Now I'm starting using new microcontrollers that embed a DMA engine, for 
example SAM C21 Cortex-M0+ from Atmel (I think many Cortex-M0+ micros 
out there integrate a DMA engine).

So I'm asking if it is possible to avoid completely the ISR and use the 
DMA to move received character in the FIFO buffer.

I read the datasheet, but I couldn't found a solution to my problem.

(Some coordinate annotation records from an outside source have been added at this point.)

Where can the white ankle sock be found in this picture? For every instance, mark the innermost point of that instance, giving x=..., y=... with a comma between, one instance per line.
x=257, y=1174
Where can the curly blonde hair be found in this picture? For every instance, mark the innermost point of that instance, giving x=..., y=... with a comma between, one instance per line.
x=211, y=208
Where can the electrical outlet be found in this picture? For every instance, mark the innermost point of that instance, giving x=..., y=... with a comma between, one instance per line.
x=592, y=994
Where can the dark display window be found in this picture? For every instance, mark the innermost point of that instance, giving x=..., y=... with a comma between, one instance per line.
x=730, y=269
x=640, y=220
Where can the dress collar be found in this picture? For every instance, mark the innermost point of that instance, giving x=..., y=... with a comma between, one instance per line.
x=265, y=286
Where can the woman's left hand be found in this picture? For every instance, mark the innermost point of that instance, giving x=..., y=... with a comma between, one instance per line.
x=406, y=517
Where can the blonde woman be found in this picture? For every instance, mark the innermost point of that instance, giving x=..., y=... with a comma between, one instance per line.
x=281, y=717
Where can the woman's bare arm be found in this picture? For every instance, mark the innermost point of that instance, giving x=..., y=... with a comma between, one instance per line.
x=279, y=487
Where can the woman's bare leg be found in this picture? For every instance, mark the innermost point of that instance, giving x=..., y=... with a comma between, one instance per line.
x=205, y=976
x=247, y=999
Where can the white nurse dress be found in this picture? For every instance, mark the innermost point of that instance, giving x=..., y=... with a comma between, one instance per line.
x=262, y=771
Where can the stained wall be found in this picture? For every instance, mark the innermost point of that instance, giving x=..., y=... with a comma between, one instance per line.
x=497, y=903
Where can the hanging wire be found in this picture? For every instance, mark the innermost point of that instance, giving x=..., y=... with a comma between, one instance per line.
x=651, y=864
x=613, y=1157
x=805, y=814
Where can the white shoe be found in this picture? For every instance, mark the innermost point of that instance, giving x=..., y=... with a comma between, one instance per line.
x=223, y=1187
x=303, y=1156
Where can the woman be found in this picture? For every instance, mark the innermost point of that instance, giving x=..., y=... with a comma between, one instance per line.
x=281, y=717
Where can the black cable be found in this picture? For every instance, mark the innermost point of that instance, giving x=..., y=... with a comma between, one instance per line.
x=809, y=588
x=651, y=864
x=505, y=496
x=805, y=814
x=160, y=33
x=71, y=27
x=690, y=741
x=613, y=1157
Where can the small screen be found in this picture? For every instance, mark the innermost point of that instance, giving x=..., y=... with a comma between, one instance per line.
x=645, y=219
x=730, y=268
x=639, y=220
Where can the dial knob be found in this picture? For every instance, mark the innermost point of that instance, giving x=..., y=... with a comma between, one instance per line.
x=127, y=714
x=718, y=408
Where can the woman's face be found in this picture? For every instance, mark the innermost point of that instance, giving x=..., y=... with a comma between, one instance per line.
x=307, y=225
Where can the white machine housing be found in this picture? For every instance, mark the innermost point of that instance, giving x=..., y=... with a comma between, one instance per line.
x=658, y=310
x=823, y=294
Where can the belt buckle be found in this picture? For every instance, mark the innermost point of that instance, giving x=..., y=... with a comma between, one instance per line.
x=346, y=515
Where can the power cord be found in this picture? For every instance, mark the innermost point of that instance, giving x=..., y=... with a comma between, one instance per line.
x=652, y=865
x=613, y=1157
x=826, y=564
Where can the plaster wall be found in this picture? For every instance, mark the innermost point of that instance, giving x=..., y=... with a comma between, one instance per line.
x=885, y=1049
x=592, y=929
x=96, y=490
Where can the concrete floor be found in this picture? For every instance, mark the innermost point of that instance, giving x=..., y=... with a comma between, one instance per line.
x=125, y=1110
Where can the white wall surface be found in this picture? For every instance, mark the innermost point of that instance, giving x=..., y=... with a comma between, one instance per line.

First of all, the destination memory address could be fixed or 
auto-incrementing, but there isn't a mechanism to wrap-around (FIFO 
buffer is a *circular* array, so after pushing N bytes, the address 
should start again from the beginning).
Maybe I have to configure the DMA for a transaction with a byte count 
equals to the size of the FIFO buffer.  When the last byte is received, 
the transaction ends and an interrupt could be raises (if correctly 
configured).  In the relevant ISR, a new DMA transaction could be 
started (with the destination memory address equals to the beginning of 
the FIFO buffer).

Another issue is how the application (background) could know how many 
bytes are present in the FIFO buffer so it can pop and process them as 
it wants.
You can link descriptors in a circular manner.
Using two, pointing to each other, is the simplest.
You can know how many bytes are there by address arithmetic,
you have access to the dma descriptors addresses.
For interrupts, use terminal count interrupts. 
Better granularity if you use many "small" descriptors...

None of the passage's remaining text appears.